Ogni volta Avila rinasceva dalle sue rovine, spegneva i fuochi degli incendi, ritirava su i muri e si aggiustava la corazza, pronta a nuovi combattimenti. La Riconquista definitiva nel sec. XI la riconsegnò alla Chiesa, ma non alla pace. Restò a lungo teatro di scontri furibondi tra la corona di Aragona e quella di Castiglia, eterni duellanti che se la contendevano come due cani su un osso. Braccio armato della potenza ecclesiastica, negli anni fiammeggianti delle Crociate, partoriva eserciti. Come pani da un forno, uscivano dalle sue porte file di soldati, pronti ad attraversare il mondo, verso un fosco destino in Terra Santa. Dunque una piccola città rocciosa e temeraria, temprata da mille battaglie. Terreno conteso, difeso, perduto e ripreso. Ondate incalzanti della storia, contro le quali Avila oppose la sua indole guerriera e lo scudo spesso della sua resistenza. Guerra e religione, combattimento e preghiera, sangue e spirito. Due poli opposti tendenti alla fusione, generatori di un ‘energia violenta, che la plasmarono asciutta e tesa, essenziale e bruciante. Croce ed elsa di spada.


Quando arrivò il sec XVI, i musulmani erano già un ricordo lontano. Ebrei, Moriscos (mori convertiti al cristianesimo) e Mozarabos (spagnoli cristiani arabizzati) ormai da tempo cacciati e dispersi ai quattro venti, in nome di una folle idea di epurazione. Tutto era pronto per l’epoca d’oro. Avila, uscita da un fosco Medioevo, assaporava un sobrio Rinascimento che addolciva la vita. Fiorivano opere e palazzi. La Chiesa ricca e potente aveva un nuovo grande nemico, questa volta in terra di Germania. Giovanni della Croce scriveva i suoi cantici e i suoi trattati di teologia. Una monaca, Teresa di Gesù, nel suo convento, scoperchiava il cielo col cuore trafitto dall’estasi, sperimentando inquietanti vortici di misticismo. Sarebbe diventata Santa Teresa d’Avila. Riformatrice dell’Ordine delle carmelitane. Dottore della Chiesa. Arma essa stessa della Controriforma cattolica. Poi la stella di Avila tramontò.
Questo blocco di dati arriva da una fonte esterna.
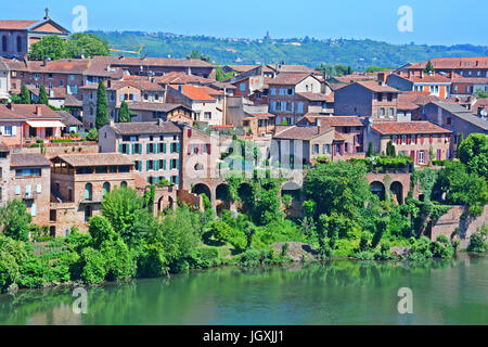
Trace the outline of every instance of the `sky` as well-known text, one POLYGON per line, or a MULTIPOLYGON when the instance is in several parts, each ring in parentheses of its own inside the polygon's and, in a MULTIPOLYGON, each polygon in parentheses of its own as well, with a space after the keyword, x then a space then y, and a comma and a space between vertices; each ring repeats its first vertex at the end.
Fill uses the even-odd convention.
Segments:
MULTIPOLYGON (((15 0, 0 20, 50 17, 74 31, 73 9, 88 30, 164 31, 224 38, 314 37, 389 43, 488 46, 486 0, 15 0), (404 10, 408 7, 407 12, 404 10), (411 10, 411 16, 408 14, 411 10), (400 22, 400 28, 398 23, 400 22), (410 25, 411 24, 411 25, 410 25)), ((76 26, 75 26, 76 27, 76 26)))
Non più Avila de los Caballeros. Non più nido per Infanti reali. Un lento declino stese polvere sulle sue pietre e sugli ori. Aristocrazia e ricchezza migrarono a Toledo, lasciando dietro di sé abbandono e silenzio.


La piccola città cadde nell’oblio tra i mulinelli di polvere della Meseta. Un minuscolo puntaspilli di torri e campanili dentro uno spazio smisurato, antico campo di battaglia senza fine. Bandiere sfilacciate. Stendardi a brandelli. Grida e rumore di sciabole come echi di fantasmi. Solo corvi, fruscio d’erba, sibilare di vento. Solo ossa calcinate di animali e di soldati che tornavano polvere. Solo giorni e notti scanditi da suoni di campane e un vivere lento nel chiuso di case o di celle, dentro palazzi e conventi sigillati in un giro di mura perfetto. All’interno, l’intero universo era diviso in un dentro e un fuori. All’esterno, la solitudine di un mondo, separato da un orizzonte piatto, in un sopra e in un sotto. Nessuna sfumatura. Nessun morbido degradare. Sotto, la distesa sterminata dell’altopiano, montagna travestita da pianura. Bruciante e arida nelle estati feroci. Deserto bianco negli inverni taglienti come lame. Sopra, un cielo denso e pesante. Aria solida. Diluvio di luce implacabile e abbagliante, che acuiva la vista dei guerrieri che scrutavano la piana e le visioni dei santi e degli eremiti.